A couple of weeks ago I wrote my position on increasing density in Grandview. One of the suggestions I made was:
“Lot owners currently with SFH or duplexes should be allowed and encouraged (by a reduction in the City’s expensive development procedures) to have three housing units on each lot. This would generally be two suites in the main house and a laneway or similar building.”
I am glad to report that a similar suggestion is part of a new proposal before City Council:
“The report also suggests changes for Mount Pleasant and Grandview-Woodland areas (RT zones) that would increase housing options on 4,800 properties. The suggested changes include: increasing the number of homes permitted on a 33-foot lot; allowing laneway homes to be built for rent or sale; and permitting owners of large lots to build four-plexes.”

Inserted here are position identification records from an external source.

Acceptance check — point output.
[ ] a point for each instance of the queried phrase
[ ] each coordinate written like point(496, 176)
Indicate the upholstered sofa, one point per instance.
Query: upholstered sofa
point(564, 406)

My own preference would be for these laneway houses to remain as rentals rather than sold as strata. This would boost that kind of vitally needed stock and provide a steady income to the lot owner rather than a one-time windfall with a house that few could afford to buy.
Apart from the zoning changes proposed, we would see a great deal more movement in this area if the cost of building a laneway house could be made more reasonable. My understanding is that city permits and certain city regulations add many tens of thousands to the cost of building and add months to each project. These need to be trimmed to the least requirements.
In addition, we need to get creative about what we use as “laneway houses”. For one example, manufactured houses of all kinds can be bought and erected far less expensively than traditional brick and mortar. Another example, suggested by local engineer Eric Philips, would be to take some of the well-built heritage cottages we have on large lots and physically move them to a laneway site elsewhere; this would provide a far-less-expensive laneway house and provide an empty lot for new construction.
Whatever new zoning is approved, the regulations and bureaucracy must allow wide latitude for creative thinking.